Note marginale :Instruction de l’enquête

  •  (1) Sous réserve du paragraphe (2), le membre instructeur ou celui qui préside l’instruction, lorsqu’elle est collégiale, après avis conforme au Commissaire à l’équité salariale, aux parties et, à son appréciation, à tout intéressé, instruit l’enquête pour laquelle il a été désigné.

  • Note marginale :Rejet

    (2) À toute étape de l’instruction d’une question visée à l’article 162, le membre instructeur ou celui qui préside l’instruction, lorsqu’elle est collégiale, peut la rejeter s’il est convaincu :

    • a) dans le cas d’une question de compétence, qu’une instruction n’est pas justifiée;

    • b) dans le cas de toute question, qu’il serait préférable dans les circonstances que le Commissaire à l’équité salariale se charge de statuer sur la question.

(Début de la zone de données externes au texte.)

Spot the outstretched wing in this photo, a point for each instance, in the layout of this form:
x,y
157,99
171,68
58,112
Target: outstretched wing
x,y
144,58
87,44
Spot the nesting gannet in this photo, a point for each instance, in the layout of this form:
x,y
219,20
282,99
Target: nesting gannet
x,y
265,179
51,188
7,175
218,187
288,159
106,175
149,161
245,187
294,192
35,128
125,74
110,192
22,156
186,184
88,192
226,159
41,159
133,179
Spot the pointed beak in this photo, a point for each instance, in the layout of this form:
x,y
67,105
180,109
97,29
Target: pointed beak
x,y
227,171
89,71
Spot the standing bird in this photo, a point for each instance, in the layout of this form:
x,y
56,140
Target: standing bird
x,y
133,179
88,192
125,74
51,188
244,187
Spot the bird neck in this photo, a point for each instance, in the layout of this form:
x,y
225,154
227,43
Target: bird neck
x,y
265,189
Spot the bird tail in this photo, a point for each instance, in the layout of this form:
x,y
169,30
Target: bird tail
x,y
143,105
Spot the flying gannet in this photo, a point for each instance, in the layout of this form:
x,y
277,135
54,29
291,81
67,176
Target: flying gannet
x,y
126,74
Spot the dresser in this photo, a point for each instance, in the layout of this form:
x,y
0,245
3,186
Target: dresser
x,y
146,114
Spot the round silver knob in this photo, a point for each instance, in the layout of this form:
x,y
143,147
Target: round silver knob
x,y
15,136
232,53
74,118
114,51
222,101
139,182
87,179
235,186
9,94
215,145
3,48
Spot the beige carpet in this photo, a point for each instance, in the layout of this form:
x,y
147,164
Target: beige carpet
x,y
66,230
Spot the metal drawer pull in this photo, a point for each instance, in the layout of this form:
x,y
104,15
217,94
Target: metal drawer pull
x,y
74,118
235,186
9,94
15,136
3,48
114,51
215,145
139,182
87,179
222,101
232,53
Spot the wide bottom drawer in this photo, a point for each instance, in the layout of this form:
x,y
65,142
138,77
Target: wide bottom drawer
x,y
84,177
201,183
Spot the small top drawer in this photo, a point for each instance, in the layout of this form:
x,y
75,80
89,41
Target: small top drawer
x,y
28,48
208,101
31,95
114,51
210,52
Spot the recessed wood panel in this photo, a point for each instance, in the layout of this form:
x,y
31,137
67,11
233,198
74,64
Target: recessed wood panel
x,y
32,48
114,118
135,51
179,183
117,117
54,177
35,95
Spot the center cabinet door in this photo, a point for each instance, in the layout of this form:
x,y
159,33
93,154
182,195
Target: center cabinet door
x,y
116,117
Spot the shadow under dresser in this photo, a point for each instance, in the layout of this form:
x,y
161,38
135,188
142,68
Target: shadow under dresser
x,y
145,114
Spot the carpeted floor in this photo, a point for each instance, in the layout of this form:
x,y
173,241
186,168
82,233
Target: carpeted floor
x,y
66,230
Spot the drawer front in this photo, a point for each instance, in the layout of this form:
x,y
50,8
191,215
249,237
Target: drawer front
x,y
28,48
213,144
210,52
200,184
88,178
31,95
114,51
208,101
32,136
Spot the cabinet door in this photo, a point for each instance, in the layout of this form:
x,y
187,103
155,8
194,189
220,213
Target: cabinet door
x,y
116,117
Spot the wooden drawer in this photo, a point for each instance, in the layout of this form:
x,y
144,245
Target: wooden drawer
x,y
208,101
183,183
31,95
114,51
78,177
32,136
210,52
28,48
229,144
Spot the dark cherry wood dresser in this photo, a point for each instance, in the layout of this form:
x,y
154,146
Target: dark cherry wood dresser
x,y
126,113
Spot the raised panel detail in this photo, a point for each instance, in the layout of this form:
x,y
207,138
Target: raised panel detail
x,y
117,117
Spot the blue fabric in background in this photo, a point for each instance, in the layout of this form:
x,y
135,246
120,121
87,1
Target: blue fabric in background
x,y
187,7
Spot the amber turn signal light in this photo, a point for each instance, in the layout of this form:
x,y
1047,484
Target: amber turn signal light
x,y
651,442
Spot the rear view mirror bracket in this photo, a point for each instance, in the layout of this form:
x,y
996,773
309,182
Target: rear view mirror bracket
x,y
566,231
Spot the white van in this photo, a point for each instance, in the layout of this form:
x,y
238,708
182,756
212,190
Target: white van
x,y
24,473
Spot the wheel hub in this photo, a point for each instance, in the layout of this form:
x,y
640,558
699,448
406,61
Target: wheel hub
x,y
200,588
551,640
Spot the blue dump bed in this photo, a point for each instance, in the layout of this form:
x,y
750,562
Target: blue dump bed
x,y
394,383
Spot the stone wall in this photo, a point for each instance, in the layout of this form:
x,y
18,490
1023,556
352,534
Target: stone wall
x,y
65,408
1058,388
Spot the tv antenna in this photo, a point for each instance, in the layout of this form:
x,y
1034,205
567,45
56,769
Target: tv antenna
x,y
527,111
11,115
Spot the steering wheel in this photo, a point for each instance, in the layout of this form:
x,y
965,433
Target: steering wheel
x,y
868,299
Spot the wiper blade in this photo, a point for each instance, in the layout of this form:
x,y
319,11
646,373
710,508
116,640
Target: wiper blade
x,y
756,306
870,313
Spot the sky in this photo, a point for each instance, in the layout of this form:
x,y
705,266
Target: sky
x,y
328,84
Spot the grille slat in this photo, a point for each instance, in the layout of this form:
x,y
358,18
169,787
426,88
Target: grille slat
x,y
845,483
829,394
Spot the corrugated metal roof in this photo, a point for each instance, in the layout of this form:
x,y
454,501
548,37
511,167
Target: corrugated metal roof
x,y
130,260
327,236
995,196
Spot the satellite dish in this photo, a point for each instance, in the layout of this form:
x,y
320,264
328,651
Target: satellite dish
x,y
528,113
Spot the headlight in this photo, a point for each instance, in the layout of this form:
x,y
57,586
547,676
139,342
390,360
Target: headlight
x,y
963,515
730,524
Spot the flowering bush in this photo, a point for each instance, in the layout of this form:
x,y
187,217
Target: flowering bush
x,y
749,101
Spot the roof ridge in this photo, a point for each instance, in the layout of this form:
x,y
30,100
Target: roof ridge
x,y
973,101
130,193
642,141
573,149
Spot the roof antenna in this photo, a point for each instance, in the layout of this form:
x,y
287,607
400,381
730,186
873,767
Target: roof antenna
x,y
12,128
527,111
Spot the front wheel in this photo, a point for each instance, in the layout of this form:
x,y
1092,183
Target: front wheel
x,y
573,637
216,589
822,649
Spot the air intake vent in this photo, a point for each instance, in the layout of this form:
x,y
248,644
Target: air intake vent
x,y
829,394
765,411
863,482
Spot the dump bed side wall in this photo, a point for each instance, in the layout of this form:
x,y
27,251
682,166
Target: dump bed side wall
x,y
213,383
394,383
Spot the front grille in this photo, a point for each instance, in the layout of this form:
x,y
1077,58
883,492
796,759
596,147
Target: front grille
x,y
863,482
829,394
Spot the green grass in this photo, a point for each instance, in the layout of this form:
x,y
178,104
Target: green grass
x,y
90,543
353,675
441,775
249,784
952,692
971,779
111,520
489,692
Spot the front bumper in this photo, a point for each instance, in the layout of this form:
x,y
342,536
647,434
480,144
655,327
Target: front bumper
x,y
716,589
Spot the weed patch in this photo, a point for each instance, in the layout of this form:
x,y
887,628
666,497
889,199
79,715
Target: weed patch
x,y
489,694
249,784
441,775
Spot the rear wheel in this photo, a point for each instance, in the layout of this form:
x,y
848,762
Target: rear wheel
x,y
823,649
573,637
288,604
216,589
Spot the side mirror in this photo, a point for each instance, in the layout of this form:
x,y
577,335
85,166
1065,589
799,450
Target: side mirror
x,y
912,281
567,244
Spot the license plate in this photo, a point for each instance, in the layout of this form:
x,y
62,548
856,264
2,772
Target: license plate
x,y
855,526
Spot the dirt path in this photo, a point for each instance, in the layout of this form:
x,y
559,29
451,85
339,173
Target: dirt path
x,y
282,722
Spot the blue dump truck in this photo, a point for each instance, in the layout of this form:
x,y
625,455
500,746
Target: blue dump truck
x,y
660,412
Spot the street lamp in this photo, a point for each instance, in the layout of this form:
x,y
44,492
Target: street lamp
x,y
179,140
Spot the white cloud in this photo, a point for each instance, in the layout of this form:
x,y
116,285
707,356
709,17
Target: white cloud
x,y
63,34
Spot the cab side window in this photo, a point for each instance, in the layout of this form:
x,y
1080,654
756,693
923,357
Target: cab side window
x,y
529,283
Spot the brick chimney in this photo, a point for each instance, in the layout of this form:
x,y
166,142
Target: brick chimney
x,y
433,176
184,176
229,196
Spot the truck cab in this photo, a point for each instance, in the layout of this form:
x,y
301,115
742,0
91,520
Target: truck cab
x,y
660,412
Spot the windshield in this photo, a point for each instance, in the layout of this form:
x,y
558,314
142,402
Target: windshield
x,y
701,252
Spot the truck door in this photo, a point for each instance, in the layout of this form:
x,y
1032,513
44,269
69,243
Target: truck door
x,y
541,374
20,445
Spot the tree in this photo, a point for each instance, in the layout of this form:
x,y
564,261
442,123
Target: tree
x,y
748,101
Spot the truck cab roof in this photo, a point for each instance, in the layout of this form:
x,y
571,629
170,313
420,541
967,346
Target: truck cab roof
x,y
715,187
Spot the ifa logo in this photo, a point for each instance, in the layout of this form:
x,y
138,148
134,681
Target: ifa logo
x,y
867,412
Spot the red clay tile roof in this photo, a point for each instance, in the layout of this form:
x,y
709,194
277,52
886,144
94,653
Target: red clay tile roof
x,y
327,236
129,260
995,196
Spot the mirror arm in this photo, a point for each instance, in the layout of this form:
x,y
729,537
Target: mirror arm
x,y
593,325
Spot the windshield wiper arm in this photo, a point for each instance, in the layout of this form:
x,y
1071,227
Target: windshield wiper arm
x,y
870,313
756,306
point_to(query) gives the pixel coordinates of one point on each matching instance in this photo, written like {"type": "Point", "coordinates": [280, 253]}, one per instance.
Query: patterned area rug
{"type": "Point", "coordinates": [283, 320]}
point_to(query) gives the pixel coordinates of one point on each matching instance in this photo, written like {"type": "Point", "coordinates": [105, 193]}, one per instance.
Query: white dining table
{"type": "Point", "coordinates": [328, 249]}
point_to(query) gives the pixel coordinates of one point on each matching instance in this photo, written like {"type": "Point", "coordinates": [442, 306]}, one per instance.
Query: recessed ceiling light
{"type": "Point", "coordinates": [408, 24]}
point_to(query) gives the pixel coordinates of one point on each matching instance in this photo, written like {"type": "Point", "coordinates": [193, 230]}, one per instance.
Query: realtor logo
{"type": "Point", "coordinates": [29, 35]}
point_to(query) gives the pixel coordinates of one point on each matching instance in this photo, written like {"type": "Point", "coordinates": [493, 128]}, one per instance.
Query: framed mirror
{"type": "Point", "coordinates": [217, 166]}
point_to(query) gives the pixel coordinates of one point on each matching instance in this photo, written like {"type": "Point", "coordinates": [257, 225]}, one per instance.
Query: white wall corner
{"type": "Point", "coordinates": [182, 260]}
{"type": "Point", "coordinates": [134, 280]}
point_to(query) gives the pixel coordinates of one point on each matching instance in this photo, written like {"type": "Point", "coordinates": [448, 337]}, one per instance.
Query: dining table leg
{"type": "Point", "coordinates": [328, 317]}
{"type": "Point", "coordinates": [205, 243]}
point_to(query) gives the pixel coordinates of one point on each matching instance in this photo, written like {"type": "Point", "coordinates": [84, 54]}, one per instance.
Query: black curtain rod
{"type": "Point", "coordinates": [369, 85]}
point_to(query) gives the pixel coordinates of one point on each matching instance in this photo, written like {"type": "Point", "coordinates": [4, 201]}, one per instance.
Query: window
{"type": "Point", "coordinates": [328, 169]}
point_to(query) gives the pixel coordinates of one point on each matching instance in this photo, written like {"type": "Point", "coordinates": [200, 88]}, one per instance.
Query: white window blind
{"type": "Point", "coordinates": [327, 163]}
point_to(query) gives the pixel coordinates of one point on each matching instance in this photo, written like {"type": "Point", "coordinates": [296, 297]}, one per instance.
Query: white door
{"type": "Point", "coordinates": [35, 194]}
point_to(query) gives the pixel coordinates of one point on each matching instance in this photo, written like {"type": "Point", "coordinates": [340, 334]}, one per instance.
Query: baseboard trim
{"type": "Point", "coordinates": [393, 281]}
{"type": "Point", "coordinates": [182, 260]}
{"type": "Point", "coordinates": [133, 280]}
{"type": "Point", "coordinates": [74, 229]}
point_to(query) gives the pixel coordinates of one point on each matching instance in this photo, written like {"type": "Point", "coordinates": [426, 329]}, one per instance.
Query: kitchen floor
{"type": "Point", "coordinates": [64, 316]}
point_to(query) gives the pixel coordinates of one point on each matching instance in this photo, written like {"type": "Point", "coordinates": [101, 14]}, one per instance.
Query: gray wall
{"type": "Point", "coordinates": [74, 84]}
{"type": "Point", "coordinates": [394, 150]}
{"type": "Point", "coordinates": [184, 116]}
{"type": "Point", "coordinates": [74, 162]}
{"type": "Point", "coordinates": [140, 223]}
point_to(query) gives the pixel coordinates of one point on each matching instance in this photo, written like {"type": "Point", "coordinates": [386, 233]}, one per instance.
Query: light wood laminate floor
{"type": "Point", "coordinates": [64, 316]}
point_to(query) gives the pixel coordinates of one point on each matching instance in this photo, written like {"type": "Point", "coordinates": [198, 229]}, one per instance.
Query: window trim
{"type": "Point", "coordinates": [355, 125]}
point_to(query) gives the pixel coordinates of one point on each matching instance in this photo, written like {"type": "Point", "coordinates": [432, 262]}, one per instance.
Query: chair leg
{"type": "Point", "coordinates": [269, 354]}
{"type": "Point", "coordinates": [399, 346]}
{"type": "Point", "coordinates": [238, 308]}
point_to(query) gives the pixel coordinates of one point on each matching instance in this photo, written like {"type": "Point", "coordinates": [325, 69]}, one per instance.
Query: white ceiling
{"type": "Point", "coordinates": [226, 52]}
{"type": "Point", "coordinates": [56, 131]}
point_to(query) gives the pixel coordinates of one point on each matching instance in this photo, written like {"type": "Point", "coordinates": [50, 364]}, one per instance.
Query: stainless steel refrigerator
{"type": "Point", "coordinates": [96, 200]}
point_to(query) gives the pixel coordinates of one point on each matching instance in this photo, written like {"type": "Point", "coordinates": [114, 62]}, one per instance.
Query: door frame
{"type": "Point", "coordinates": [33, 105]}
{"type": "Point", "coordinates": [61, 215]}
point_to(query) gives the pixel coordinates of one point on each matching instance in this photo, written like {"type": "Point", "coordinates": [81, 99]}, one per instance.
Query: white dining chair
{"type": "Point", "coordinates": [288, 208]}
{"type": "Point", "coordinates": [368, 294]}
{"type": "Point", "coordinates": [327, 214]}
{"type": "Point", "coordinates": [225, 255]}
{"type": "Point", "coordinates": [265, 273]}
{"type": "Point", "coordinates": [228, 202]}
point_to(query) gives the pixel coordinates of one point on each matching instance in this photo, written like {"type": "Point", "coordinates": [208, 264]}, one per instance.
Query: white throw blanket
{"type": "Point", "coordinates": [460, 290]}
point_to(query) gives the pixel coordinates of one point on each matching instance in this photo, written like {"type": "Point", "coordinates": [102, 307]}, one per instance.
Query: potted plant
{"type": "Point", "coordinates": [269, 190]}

  • Note marginale :Pouvoirs

    (3) Pour la tenue de ses audiences, le membre instructeur ou celui qui préside l’instruction, lorsqu’elle est collégiale, a le pouvoir :

    • a) d’assigner et de contraindre les témoins à comparaître, à déposer verbalement ou par écrit sous la foi du serment et à produire les pièces qu’il juge indispensables à l’examen complet de la question, au même titre qu’une cour supérieure d’archives;

    • b) de faire prêter serment;

    • c) de recevoir, sous réserve du paragraphe (4), des éléments de preuve ou des renseignements par déclaration verbale ou écrite sous serment ou par tout autre moyen qu’il estime indiqué, indépendamment de leur admissibilité devant un tribunal judiciaire;

    • d) de modifier les délais prévus par les règles de pratique établies en vertu du paragraphe 48.9(2) de la Loi canadienne sur les droits de la personne;

    • e) de trancher toute question de procédure ou de preuve.

  • Note marginale :Restriction

    (4) Il ne peut admettre en preuve les éléments qui, dans le droit de la preuve, sont confidentiels devant les tribunaux judiciaires.

  • Note marginale :Frais des témoins

    (5) Les témoins assignés à comparaître peuvent, à l’appréciation du membre instructeur ou de celui qui préside l’instruction, lorsqu’elle est collégiale, recevoir les frais et indemnités accordés aux témoins assignés devant la Cour fédérale.